Shareholders of Bank of Valletta approved the dividend and bonus share issue proposed by the directors during the bank's annual general meeting today.

The Board of Directors had recommended a final gross dividend of €0.215 per share which, taken together with the interim dividend of €0.035 per share paid on 28th May 2009, makes for a total gross dividend of €0.25 per share. This dividend will be 1.9 times covered by the post tax profits for the year.

The Board also recommended a bonus issue of one share for every four shares held, effective 15th January 2010 (funded by a capitalisation of reserves amounting to €40 million).

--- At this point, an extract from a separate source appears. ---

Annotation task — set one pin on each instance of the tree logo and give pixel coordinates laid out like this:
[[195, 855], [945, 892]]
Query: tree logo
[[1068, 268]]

The bonus issue will serve to further increase the permanent capital base of the Bank from €160 million to €200 million and will also serve to enhance the affordability and liquidity of the bank's shares.

BOV Chairman Roderick Chalmers gave an overview of the past year, outlining the background against which the BOV Group operated and the crises that prevailed in international markets between September 2008 and March 2009.

Mr Chalmers stated that Malta's economy was not immune to the global recession; however the impact has been more gradual and relatively mild. Notwithstanding, experience showed that Malta was often late in and out of recessionary trends, and the situation was expected to remain challenging in the short to medium term.

Within this challenging environment the Bank of Valletta Group reported profits before taxation of €81.8 million for the year ended 30th September 2009.

Mr Chalmers restated the Bank's policy to relate dividends to results to the extent possible, with a third of profits paid in taxation, a third distributed to shareholders as dividends and a third retained in the business. This prudent model ensures shareholders receive a fair dividend distribution, while at the same time enabling the Bank's capital base to grow.